Rückblick: Unvergessliche Begegnungen mit den Giganten der Meere
Aber natürlich hatte ich auch im Laufe der Jahre einige persönliche Highlights. Die meisten davon muss ich in meinem Gedächtnis behalten, da sie entweder so unerwartet gekommen sind, dass ich den Auslöser meiner Kamera nicht rechtzeitig drücken konnte, oder aber, dass die Bilder nicht die Realität und das Gefühl, das man dabei hatte, wiedergeben können. „Das große Fressen“, so nenne ich eine meiner interessantesten Sichtungen. An die Anzahl der Tiere kann ich mich nicht mehr genau erinnern, aber es waren viele. Viele, die im Kreis schwammen und ihre Beute zusammentrieben. Mittendrin ein riesengroßer Schwarm Basstölpel, die im Sekundentakt wie Pfeile ins Wasser stießen, um von der Jagd der Orcas zu profitieren und sich einen Teil der Beute zu sichern. Rund um Ísland gehört der Hering zu den bevorzugten Nahrungsquellen der Orcas.
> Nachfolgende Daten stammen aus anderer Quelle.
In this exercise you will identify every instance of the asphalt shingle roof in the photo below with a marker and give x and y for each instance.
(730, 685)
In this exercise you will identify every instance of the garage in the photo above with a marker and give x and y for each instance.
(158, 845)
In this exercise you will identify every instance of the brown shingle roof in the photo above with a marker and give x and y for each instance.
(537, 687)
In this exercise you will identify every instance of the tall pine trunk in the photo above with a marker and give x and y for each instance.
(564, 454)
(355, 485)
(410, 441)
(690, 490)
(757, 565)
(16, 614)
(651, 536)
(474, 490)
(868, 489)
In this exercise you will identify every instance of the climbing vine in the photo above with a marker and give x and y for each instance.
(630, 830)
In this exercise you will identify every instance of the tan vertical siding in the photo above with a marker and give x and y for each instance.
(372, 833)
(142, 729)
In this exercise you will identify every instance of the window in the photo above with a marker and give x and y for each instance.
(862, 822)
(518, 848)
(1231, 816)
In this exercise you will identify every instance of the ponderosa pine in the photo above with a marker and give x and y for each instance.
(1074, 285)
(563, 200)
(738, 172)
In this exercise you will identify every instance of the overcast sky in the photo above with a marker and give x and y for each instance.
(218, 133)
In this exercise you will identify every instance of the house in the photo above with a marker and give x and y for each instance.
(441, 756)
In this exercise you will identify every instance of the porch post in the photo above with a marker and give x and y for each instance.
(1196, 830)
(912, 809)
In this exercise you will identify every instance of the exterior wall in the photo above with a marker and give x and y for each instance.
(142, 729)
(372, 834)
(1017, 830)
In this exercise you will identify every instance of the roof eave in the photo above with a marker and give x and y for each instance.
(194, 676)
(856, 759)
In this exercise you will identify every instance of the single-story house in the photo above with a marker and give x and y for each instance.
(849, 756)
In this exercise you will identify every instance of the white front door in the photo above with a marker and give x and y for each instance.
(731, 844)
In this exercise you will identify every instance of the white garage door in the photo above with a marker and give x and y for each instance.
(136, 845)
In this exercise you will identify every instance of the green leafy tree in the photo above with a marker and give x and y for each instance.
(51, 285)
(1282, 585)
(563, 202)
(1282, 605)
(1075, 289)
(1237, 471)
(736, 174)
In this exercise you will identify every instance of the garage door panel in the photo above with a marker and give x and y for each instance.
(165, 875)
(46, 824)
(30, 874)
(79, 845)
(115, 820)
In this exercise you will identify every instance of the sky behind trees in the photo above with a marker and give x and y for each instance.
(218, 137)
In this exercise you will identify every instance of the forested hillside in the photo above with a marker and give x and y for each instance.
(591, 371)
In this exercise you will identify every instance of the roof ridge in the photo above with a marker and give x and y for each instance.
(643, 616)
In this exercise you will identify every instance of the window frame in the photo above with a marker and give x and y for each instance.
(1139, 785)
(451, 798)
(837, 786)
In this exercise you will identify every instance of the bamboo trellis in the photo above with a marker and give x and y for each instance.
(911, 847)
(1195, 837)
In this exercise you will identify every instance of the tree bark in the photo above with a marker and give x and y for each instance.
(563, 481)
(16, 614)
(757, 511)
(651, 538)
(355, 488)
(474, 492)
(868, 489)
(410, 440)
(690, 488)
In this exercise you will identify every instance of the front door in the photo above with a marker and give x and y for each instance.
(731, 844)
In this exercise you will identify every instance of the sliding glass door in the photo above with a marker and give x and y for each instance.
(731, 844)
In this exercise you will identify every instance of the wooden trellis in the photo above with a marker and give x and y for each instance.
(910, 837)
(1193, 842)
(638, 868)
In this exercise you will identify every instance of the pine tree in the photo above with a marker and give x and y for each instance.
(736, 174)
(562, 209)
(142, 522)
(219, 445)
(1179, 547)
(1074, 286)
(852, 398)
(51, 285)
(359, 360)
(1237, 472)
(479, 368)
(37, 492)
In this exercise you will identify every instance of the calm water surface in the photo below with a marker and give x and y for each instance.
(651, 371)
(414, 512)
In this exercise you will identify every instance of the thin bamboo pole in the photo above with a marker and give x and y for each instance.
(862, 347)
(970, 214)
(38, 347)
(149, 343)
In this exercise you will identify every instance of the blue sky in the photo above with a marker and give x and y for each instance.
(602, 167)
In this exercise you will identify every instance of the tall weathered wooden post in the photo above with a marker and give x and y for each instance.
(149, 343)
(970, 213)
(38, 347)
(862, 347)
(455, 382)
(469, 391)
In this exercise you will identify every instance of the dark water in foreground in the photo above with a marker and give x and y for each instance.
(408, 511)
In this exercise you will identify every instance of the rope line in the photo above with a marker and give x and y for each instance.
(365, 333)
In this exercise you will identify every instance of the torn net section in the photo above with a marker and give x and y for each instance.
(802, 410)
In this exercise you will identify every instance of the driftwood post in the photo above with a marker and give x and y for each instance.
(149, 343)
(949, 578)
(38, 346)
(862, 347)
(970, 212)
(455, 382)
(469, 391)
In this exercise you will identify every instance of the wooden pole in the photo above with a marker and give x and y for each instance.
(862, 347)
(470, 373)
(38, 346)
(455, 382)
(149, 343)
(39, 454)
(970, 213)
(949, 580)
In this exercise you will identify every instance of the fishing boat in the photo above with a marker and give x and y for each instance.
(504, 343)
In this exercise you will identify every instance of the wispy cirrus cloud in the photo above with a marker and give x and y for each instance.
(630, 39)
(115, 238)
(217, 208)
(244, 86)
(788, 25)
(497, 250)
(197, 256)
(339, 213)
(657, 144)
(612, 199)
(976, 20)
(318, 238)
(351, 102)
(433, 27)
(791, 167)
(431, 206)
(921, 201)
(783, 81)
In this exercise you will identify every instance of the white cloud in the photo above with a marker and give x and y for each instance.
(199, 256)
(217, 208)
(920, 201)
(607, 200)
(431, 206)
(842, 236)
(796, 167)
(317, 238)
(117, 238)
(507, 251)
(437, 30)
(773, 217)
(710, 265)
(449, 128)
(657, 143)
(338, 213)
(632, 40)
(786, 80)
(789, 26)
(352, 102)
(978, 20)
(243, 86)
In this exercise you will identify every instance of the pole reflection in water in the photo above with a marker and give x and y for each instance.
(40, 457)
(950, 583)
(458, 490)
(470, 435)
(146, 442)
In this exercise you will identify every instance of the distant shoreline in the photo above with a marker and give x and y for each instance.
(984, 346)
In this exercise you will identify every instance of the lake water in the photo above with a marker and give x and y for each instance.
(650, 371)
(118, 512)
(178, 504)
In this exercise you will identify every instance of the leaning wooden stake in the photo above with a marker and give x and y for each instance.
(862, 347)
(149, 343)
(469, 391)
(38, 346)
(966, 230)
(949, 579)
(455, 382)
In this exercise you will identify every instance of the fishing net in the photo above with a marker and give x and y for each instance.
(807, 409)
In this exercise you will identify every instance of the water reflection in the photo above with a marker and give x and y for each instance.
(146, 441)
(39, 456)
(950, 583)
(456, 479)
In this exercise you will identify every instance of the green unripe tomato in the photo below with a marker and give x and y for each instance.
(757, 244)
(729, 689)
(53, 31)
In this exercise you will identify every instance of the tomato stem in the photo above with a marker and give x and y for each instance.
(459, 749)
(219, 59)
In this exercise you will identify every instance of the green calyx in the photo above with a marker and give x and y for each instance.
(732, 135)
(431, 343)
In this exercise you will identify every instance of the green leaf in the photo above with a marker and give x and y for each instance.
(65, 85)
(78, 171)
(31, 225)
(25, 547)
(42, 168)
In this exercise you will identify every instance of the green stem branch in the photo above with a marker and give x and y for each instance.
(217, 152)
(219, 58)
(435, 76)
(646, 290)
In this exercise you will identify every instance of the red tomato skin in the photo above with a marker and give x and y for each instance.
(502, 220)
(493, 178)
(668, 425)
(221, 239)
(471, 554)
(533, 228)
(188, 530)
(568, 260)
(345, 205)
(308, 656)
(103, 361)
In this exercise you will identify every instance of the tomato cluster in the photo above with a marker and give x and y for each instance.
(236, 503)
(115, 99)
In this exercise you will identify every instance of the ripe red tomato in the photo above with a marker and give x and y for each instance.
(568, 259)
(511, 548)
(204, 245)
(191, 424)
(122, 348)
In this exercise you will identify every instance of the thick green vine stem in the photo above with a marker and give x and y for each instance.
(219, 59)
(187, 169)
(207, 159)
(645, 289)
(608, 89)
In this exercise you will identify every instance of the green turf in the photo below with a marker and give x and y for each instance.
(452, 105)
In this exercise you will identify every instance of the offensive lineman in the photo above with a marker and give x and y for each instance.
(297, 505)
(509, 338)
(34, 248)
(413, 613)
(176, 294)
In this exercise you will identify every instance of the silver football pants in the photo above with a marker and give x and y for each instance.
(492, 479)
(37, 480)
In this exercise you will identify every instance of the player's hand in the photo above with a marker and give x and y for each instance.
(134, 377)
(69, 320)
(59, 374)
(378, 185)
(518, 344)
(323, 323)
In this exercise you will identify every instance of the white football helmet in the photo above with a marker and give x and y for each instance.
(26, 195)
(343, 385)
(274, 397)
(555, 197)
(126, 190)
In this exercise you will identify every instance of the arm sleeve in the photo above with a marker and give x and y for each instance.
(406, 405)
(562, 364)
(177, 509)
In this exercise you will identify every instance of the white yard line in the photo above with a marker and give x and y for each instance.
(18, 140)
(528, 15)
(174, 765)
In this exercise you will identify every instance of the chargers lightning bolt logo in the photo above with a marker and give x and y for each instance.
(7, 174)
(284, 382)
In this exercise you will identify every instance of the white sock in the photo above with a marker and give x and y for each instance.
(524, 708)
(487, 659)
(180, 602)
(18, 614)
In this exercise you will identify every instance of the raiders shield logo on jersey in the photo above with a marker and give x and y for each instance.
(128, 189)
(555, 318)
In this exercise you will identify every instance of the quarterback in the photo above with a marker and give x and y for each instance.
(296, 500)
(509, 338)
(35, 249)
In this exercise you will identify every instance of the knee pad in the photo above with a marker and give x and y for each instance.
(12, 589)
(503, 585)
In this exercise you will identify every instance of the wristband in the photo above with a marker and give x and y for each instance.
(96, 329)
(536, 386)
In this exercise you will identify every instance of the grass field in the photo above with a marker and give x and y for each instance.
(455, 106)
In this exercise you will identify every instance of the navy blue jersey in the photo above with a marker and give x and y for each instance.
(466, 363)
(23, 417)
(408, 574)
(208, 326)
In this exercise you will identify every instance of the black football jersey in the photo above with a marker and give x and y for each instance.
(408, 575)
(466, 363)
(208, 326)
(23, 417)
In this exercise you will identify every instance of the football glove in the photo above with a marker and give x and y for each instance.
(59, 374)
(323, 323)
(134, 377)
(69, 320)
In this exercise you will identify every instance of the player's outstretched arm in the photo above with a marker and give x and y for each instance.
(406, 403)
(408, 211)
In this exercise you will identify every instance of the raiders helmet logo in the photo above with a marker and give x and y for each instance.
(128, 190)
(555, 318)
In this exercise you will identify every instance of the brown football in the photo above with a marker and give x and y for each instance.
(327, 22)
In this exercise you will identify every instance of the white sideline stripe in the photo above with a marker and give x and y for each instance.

Die Faszination Orca: Mehr als nur ein Killerwal
Orcas gehören, wie auch Delfine, Pottwale und Grindwale, zu den Zahnwalen, während Buckelwale, Blauwale und Zwergwale den Bartenwalen angehören. Und auch wenn der Orca gerne als Wal (Schwertwal, Killerwal) bezeichnet wird, gehört er doch zu den größten Delfinen.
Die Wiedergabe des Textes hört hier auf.